During World War II, Toledano was drafted and became an anti-aircraft gunner before being transferred to the Office of Strategic Services and trained for covert work in Italy. However, he was ultimately not sent to Italy, as the OSS felt he was "too anti-Communist to work with Italian leftists." After the war, he became a publicist for the International Ladies Garment Workers Union (ILGWU).

In 1946, Toledano helped found Plain Talk with fellow journalist Isaac Don Levine and China Lobby funder Alfred Kohlberg. By 1946, the magazine focused on exposing Soviet "spy rings," "secret armies," and other communist subversion in the USA. Toledano served as managing editor or assistant editor. (In 1950, the US Senate reported that Emmanuel S. Larsen, investigated as part of the Amerasia spy case, had stated that Kohlberg, Levine, and Toledano had changed an article he had written for Plain Talk, specifically that "Levine completely rewrote the article," and later had asked Larsen to "go easy on the Plain Talk article" when testifying.)

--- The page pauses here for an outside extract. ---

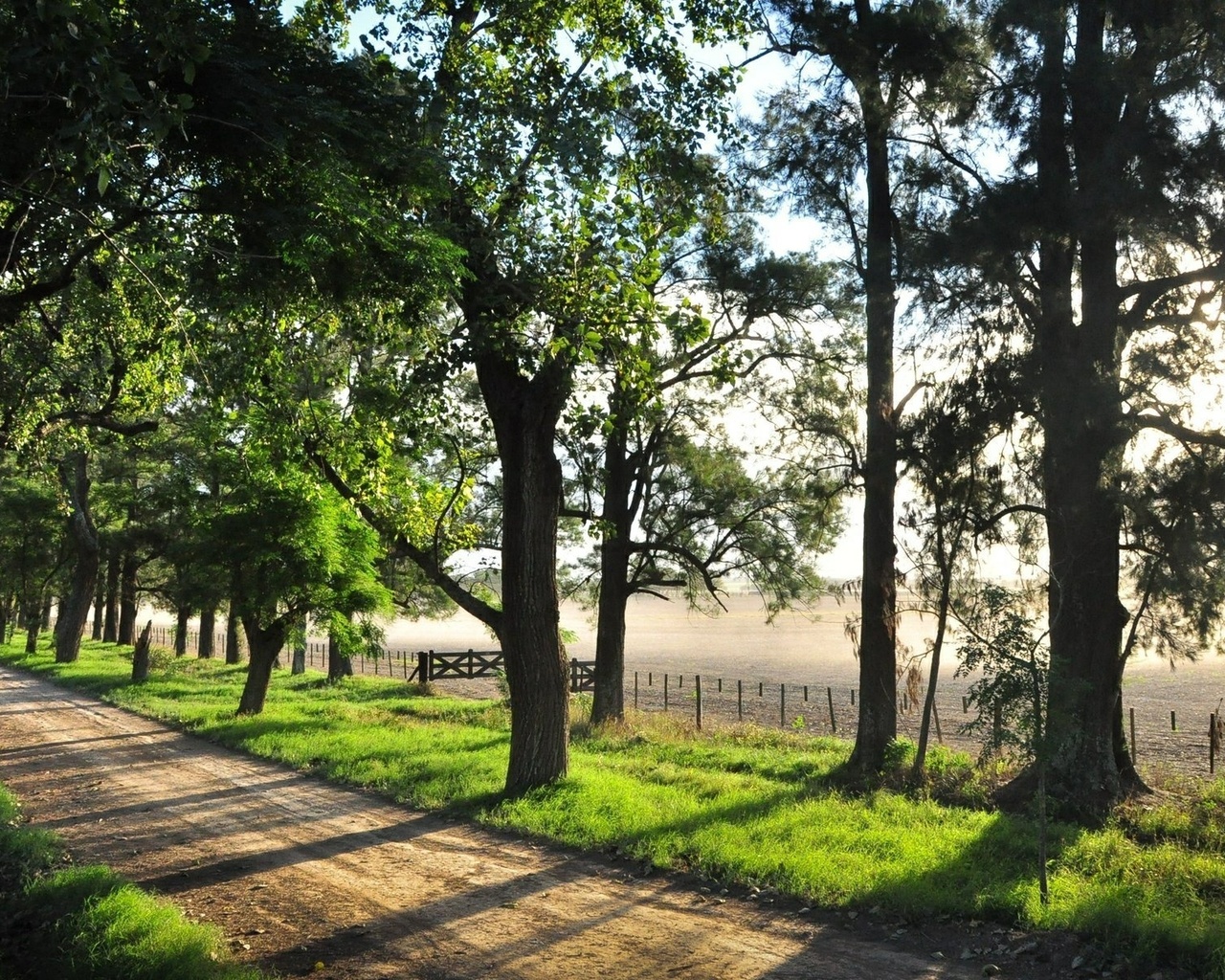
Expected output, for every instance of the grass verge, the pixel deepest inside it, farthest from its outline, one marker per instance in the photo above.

Pursuing a career in journalism, after several journalistic jobs Toledano joined Newsweek in 1948. Toledano covered the 1950 perjury trial of Alger Hiss (Hiss being accused of being a Soviet spy), and in what the New York Times later described as "his political turning point," Toledano sided against Hiss and for accuser, Whittaker Chambers. Toledano cowrote an "intensely partisan" book about the trial, Seeds of Treason (with Victor Lasky), in 1950 and became a Republican. Toledano met Nixon during the case, and during Toledano's coverage of Nixon's 1950 Senate campaign, Nixon would have him address crowds, introducing him as the author of Seeds of Treason. Around the same time (October 1950–April 1951) Toledano cohosted the television series Our Secret Weapon: The Truth.